Zygote: meaning of @adjoint add(a, b) = add(a, b), Δ -> (Δ, Δ)

The zygote landing page has the example

@adjoint add(a, b) = add(a, b), Δ -> (Δ, Δ)

Can someone explain what the Δ -> (Δ, Δ) means? I would have expected the derivatives to be 1,1.

The @adjoint macro is used to define your own backward pass. That is, given the derivative of any L with respect to add(a, b), the @adjoint above defines how to calculate the derivatives of L with respect to a and b.
If you use Zygote’s gradient to take the gradient of add(1, 2), you would get (1, 1) as you pointed out.
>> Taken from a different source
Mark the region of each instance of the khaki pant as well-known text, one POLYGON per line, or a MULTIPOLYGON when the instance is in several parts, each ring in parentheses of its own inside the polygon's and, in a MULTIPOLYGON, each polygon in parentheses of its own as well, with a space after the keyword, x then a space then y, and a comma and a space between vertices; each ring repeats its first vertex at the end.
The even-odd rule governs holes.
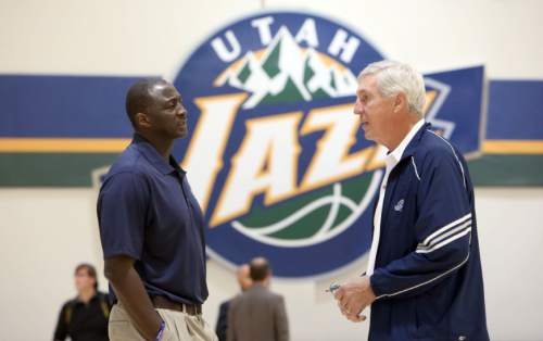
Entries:
MULTIPOLYGON (((218 341, 217 336, 202 315, 192 316, 184 312, 156 310, 166 328, 161 341, 218 341)), ((134 327, 121 304, 115 304, 110 314, 109 333, 111 341, 144 341, 134 327)))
Zygote simply uses the backward pass you define and plug 1 for Δ.

1 Like

I do not understand this yet.

  1. How does it know to plugin in 1 for Δ, rather than some other value?
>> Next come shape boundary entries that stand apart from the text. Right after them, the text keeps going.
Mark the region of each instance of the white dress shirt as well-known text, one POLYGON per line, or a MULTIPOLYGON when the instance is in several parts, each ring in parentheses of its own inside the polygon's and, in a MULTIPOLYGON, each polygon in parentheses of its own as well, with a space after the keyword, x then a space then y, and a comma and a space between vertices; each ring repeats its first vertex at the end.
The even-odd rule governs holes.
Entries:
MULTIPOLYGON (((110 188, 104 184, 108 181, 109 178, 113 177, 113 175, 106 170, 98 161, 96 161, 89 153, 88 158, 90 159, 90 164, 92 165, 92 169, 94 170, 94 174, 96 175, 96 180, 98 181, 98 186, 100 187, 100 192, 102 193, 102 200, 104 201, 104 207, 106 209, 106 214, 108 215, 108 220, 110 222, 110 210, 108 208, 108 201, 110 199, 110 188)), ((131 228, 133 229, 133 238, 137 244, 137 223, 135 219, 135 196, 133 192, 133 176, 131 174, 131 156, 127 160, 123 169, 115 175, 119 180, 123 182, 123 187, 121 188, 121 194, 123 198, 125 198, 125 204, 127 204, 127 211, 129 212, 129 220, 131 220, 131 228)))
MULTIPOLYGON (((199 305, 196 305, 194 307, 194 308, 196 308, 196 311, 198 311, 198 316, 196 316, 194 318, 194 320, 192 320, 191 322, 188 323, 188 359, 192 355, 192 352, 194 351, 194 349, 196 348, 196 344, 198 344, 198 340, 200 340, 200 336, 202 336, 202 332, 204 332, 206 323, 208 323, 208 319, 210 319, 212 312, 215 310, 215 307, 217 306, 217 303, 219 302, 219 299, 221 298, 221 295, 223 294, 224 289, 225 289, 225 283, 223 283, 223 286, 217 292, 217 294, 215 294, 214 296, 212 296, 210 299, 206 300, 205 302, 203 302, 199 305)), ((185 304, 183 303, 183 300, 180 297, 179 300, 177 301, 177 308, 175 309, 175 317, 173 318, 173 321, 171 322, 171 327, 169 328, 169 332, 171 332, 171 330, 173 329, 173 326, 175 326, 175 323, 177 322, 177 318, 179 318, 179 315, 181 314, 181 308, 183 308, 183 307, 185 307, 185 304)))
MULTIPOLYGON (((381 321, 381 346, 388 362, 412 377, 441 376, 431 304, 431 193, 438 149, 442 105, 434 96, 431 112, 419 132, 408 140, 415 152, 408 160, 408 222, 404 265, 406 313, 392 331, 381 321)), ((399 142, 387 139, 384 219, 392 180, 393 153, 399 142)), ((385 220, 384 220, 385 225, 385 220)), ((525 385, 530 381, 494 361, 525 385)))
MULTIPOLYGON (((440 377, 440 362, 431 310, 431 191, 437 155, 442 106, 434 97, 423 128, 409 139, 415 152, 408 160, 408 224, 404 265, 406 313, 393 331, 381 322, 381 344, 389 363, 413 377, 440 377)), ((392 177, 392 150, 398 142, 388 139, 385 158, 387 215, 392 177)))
  2. If it already knows the derivative is 1, there is no need to define it using @adjoint!

This is just to explain what I don’t understand - I know that I do not (understand).

  1. Δ -> (Δ, Δ) is essentially defining \frac{\partial L}{\partial \text{add(a, b)}} \rightarrow \left( \frac{\partial L}{\partial \text{a}}, \frac{\partial L}{\partial \text{b}} \right). If we want to calculate the gradient of add(a, b) wrt to a and b, then L would be add(a, b) and Δ is therefore 1. Generally speaking, gradient is just syntatic sugar that will lower down to the adjoint and plug 1 in.
  2. Defining the adjoint is the reason how Zygote knows the derivative! Substituting Δ with 1 gives you the derivatives (1, 1).

This example is rather trivial, but customizing the adjoint offers incredible flexibility. You can make Zygote work with your own data type, or use mathematical knowledge to aid automatic differentiation.

@lhnguyen-vn’s answer is correct but let me expand on the last answer a little bit. When you define a custom adjoint, the idea is that you should then be able to plug that custom adjoint into a larger computation. Let’s say for example that we have f(a,b) = add(a,b) and we want to take the gradient of
g(f(a,b)), where g is an R->R function. The gradient of g is (dg/df * df/da, dg/df * df/db). When you define the adjoint function for add(a,b), what it needs to compute is (dg/df * df/da, dg/df * df/db), given dg/df as input. So in your example, Δ → (Δ,Δ) is equivalent to Δ → (Δ * 1, Δ * 1). where the 1s are df/da and df/db. In the case that you’re just computing the gradient of f, then you just pass Δ=1, because df/df=1. However, if you’re computing the gradient of g, then you need to pass dg/df into your adjoint function for f.

Apologies for not prettying up my equations by the way.